A SEPTA Norristown High Speed Line train ran into an unoccupied train early Tuesday inside the 69th Street Transportation Center in Upper Darby, injuring 42 people, officials said.

By Jason Laughlin and Joseph A. Gambardello

A SEPTA Norristown High Speed Line train ran into an unoccupied train early Tuesday inside the 69th Street Transportation Center in Upper Darby, injuring 42 people, officials said.

None of the injuries appear to be life threatening, SEPTA said. The train's operator was treated at Penn Presbyterian Hospital and released.
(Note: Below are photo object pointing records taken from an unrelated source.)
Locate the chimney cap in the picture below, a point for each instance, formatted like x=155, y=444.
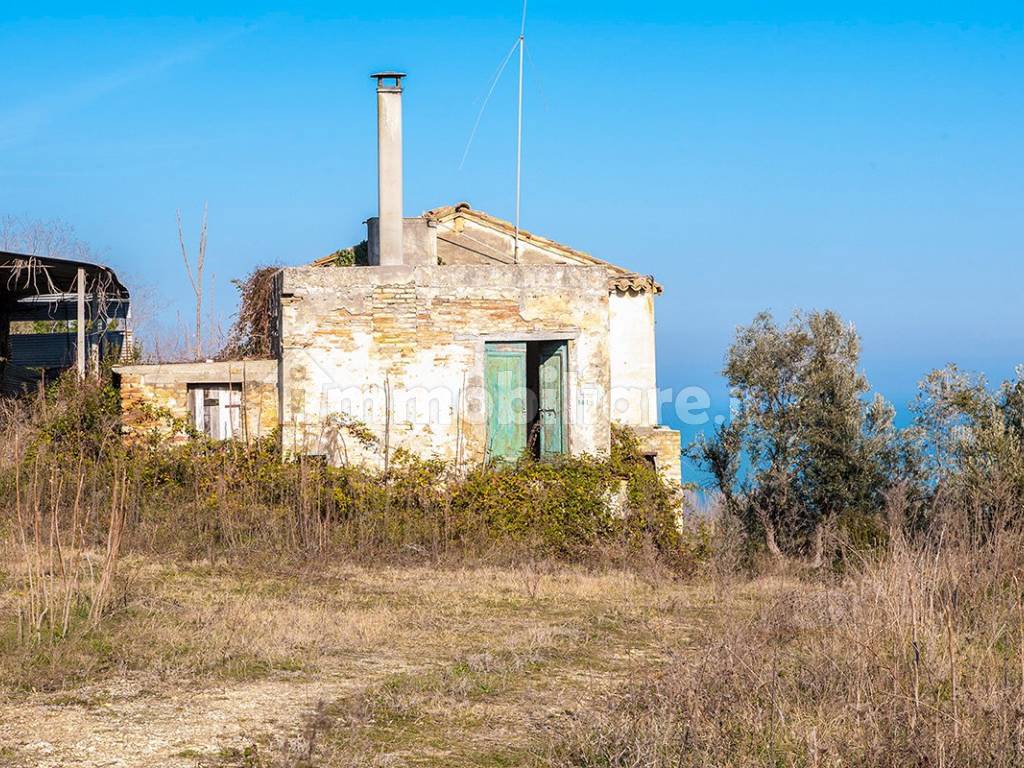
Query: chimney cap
x=380, y=77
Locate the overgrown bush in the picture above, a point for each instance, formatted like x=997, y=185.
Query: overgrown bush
x=203, y=499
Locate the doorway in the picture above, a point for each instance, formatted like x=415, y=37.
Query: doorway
x=526, y=384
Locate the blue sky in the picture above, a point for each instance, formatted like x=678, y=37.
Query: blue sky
x=866, y=157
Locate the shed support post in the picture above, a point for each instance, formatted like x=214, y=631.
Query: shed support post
x=80, y=328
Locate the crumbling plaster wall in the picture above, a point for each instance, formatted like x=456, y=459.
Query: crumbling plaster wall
x=634, y=387
x=148, y=392
x=400, y=349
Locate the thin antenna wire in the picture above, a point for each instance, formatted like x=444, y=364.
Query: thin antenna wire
x=518, y=137
x=494, y=84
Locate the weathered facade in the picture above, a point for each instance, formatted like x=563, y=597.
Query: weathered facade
x=461, y=338
x=226, y=399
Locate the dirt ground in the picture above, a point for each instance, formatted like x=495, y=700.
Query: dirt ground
x=338, y=666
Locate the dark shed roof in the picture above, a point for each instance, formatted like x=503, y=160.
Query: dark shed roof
x=45, y=288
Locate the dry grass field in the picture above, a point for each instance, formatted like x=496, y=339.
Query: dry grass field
x=334, y=666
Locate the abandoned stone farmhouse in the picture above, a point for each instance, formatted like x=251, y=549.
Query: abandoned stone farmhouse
x=454, y=336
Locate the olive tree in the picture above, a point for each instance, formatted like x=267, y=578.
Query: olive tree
x=974, y=439
x=805, y=444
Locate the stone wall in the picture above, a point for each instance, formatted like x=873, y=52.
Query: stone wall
x=664, y=444
x=150, y=391
x=634, y=388
x=400, y=349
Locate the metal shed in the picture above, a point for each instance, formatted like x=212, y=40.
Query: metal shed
x=86, y=303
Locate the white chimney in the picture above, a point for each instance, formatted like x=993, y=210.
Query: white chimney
x=389, y=166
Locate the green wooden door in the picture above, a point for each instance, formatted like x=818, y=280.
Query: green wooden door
x=551, y=397
x=505, y=380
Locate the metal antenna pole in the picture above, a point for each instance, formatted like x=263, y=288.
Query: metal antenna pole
x=518, y=138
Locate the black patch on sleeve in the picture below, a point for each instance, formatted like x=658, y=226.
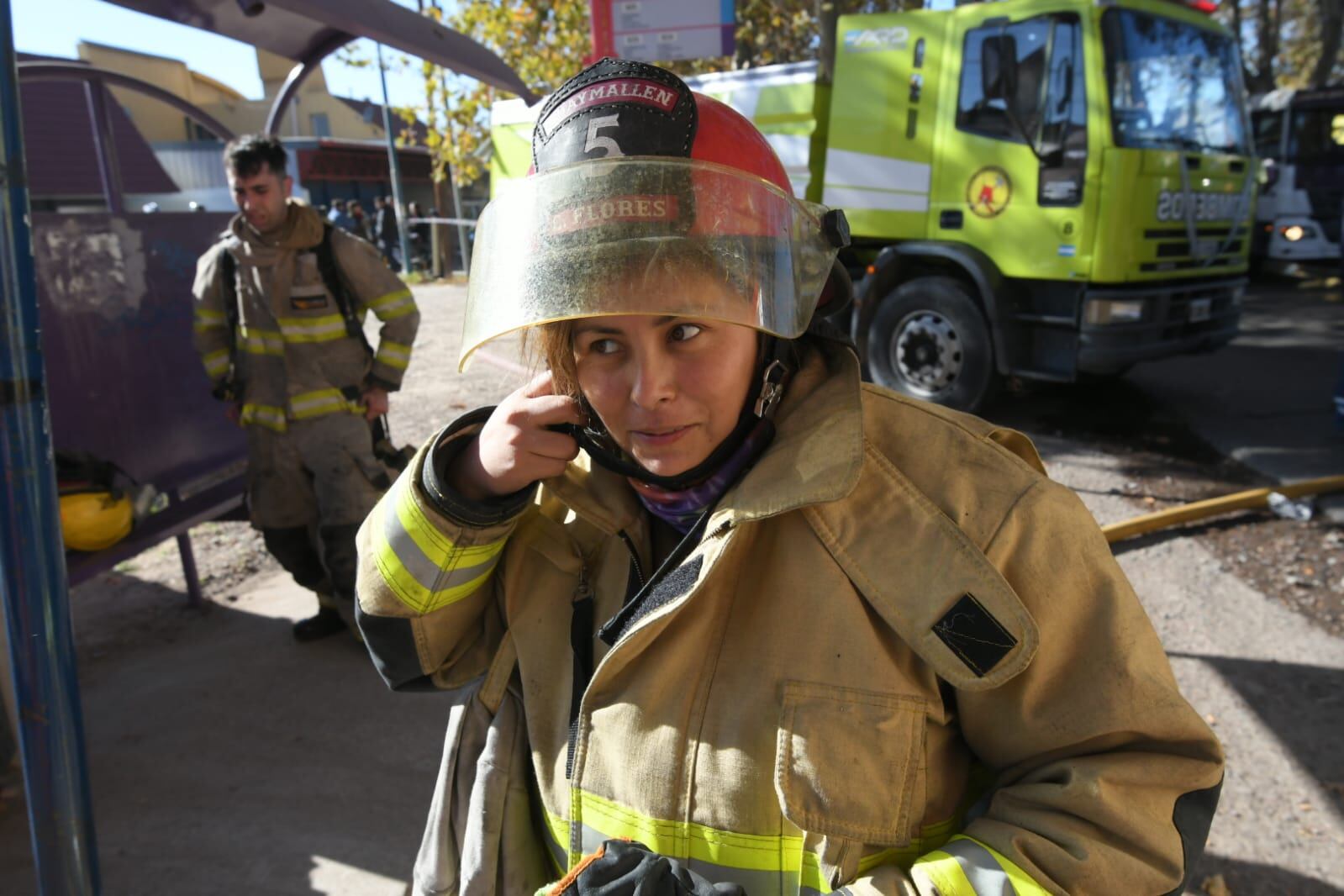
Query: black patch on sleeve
x=975, y=635
x=392, y=645
x=1193, y=815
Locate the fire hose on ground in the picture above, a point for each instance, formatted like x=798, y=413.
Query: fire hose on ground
x=1249, y=500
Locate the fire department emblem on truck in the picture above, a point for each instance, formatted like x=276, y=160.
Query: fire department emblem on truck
x=988, y=191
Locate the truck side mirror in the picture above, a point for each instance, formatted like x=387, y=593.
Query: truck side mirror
x=999, y=67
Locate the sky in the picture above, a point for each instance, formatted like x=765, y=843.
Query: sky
x=55, y=27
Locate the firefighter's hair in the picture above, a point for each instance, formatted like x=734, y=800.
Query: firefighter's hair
x=246, y=155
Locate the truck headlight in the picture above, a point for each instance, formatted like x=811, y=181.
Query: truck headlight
x=1104, y=310
x=1294, y=233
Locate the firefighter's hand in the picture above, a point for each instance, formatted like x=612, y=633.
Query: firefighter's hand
x=375, y=402
x=516, y=448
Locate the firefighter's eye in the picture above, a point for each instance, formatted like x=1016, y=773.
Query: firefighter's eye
x=684, y=332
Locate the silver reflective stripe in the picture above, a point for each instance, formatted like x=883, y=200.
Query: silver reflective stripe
x=980, y=868
x=413, y=558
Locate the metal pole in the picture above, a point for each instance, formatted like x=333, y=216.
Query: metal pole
x=461, y=229
x=395, y=168
x=109, y=166
x=33, y=572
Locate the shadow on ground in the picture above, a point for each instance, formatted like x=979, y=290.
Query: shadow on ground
x=1250, y=879
x=1303, y=705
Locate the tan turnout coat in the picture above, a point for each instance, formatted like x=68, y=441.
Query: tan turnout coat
x=814, y=703
x=293, y=356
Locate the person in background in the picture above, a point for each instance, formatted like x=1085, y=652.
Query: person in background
x=340, y=218
x=421, y=238
x=386, y=231
x=276, y=298
x=361, y=220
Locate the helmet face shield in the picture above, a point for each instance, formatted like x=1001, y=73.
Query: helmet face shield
x=646, y=235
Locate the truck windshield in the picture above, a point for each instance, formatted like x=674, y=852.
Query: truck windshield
x=1173, y=85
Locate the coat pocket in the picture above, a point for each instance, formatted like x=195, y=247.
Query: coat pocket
x=848, y=761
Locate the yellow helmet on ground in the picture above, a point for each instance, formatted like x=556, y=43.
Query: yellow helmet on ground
x=94, y=520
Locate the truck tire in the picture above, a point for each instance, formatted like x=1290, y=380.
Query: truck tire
x=930, y=341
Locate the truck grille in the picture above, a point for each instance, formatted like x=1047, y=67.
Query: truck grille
x=1173, y=249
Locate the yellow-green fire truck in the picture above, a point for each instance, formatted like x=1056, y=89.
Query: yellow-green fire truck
x=1036, y=188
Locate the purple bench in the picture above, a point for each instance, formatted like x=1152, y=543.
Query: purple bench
x=124, y=381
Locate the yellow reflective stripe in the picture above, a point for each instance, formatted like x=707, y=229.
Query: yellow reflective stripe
x=273, y=418
x=260, y=341
x=419, y=565
x=319, y=402
x=217, y=361
x=699, y=842
x=312, y=329
x=967, y=867
x=394, y=355
x=393, y=305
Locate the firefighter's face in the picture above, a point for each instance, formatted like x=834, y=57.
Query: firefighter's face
x=261, y=198
x=668, y=388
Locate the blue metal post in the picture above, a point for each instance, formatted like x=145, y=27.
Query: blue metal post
x=33, y=567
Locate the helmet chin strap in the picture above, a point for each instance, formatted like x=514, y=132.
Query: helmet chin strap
x=758, y=413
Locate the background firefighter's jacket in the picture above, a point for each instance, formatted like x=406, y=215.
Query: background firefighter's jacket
x=293, y=356
x=893, y=598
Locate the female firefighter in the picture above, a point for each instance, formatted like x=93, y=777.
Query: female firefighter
x=776, y=628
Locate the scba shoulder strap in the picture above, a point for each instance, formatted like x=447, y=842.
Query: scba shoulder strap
x=329, y=271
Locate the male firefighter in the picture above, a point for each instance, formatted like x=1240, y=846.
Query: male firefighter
x=278, y=308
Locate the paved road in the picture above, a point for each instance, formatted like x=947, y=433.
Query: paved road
x=1265, y=399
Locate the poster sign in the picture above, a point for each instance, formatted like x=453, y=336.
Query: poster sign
x=663, y=29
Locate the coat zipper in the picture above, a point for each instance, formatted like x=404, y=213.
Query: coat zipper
x=635, y=555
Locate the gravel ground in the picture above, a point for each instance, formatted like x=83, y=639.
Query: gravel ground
x=1256, y=651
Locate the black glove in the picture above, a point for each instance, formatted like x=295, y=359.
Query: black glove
x=624, y=868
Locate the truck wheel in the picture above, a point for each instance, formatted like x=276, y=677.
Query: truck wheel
x=930, y=341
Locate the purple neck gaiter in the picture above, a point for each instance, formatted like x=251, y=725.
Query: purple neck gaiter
x=683, y=507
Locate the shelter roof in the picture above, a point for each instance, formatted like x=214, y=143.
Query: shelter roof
x=304, y=29
x=61, y=156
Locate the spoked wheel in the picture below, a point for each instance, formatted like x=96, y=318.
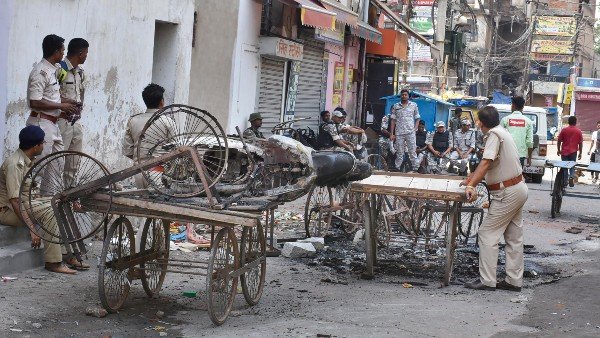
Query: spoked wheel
x=155, y=241
x=315, y=217
x=177, y=126
x=115, y=273
x=220, y=287
x=557, y=194
x=49, y=177
x=472, y=214
x=377, y=162
x=253, y=251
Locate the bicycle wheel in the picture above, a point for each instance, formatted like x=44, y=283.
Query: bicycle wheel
x=48, y=178
x=315, y=218
x=220, y=286
x=557, y=194
x=252, y=248
x=178, y=126
x=115, y=274
x=156, y=241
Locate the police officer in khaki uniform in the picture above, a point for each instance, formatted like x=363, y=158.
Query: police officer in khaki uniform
x=71, y=79
x=502, y=170
x=253, y=132
x=12, y=172
x=43, y=96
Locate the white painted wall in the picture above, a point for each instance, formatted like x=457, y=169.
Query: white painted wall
x=119, y=65
x=6, y=8
x=246, y=66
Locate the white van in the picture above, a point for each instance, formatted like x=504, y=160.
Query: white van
x=540, y=138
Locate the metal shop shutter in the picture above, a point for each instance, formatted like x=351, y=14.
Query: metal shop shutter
x=311, y=85
x=270, y=95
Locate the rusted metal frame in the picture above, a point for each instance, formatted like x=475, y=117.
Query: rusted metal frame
x=132, y=260
x=93, y=186
x=172, y=211
x=247, y=267
x=451, y=242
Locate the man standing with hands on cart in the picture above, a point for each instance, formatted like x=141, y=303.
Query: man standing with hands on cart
x=501, y=167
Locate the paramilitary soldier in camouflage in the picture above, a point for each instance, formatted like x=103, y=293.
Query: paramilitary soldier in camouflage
x=71, y=81
x=439, y=144
x=253, y=132
x=464, y=146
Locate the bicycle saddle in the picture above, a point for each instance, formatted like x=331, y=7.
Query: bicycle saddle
x=336, y=167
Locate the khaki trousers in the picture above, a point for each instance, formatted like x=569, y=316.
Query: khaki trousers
x=505, y=218
x=52, y=251
x=72, y=136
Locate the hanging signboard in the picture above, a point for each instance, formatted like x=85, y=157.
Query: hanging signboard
x=551, y=57
x=564, y=47
x=555, y=25
x=547, y=78
x=419, y=51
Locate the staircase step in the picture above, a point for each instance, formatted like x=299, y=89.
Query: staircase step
x=19, y=257
x=12, y=235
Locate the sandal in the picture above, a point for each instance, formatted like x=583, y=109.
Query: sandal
x=59, y=268
x=76, y=265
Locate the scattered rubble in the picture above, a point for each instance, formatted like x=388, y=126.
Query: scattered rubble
x=97, y=312
x=317, y=242
x=591, y=219
x=298, y=250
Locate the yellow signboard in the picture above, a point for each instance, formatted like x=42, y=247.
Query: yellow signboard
x=552, y=46
x=555, y=25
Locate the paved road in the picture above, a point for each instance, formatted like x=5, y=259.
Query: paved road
x=297, y=302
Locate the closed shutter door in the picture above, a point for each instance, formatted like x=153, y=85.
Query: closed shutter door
x=311, y=84
x=587, y=115
x=271, y=93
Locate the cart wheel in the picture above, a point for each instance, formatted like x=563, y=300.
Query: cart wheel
x=115, y=274
x=557, y=193
x=472, y=214
x=49, y=177
x=177, y=126
x=315, y=219
x=220, y=287
x=155, y=240
x=253, y=248
x=377, y=162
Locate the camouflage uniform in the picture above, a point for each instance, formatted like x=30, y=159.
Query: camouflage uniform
x=463, y=141
x=405, y=117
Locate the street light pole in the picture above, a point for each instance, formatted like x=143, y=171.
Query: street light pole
x=440, y=37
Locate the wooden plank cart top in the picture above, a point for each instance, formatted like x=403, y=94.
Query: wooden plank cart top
x=437, y=187
x=433, y=187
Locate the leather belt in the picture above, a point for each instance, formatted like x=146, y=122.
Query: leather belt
x=41, y=115
x=506, y=184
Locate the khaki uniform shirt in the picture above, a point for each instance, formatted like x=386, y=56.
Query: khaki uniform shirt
x=502, y=150
x=405, y=117
x=12, y=172
x=136, y=125
x=72, y=86
x=43, y=84
x=464, y=140
x=332, y=129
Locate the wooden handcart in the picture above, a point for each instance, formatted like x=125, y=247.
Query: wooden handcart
x=444, y=190
x=181, y=155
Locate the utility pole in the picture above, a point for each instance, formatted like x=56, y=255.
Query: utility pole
x=440, y=38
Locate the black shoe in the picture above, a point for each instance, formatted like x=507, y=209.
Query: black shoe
x=504, y=285
x=478, y=285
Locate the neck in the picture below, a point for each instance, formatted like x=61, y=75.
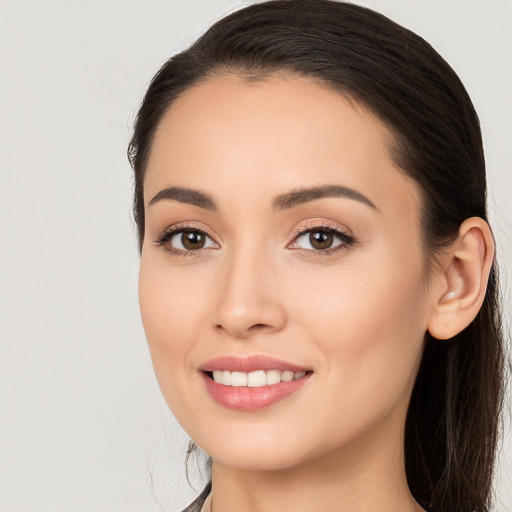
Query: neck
x=362, y=478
The train was carrying 41 passengers and the operator when the crash occurred about 12:15 a.m., said Heather Redfern, a SEPTA spokeswoman. The National Transportation Safety Board took over the investigation Tuesday morning, said Eric Weiss, a spokesman for the federal agency. A lead investigator was at the scene Tuesday morning, and a 10-member team was traveling from Washington, D.C., to assist.

The operator is a member of the United Transportation Union Local 1594. Waverly Harris, the local's president, said he did not have enough information to comment on the crash Tuesday morning.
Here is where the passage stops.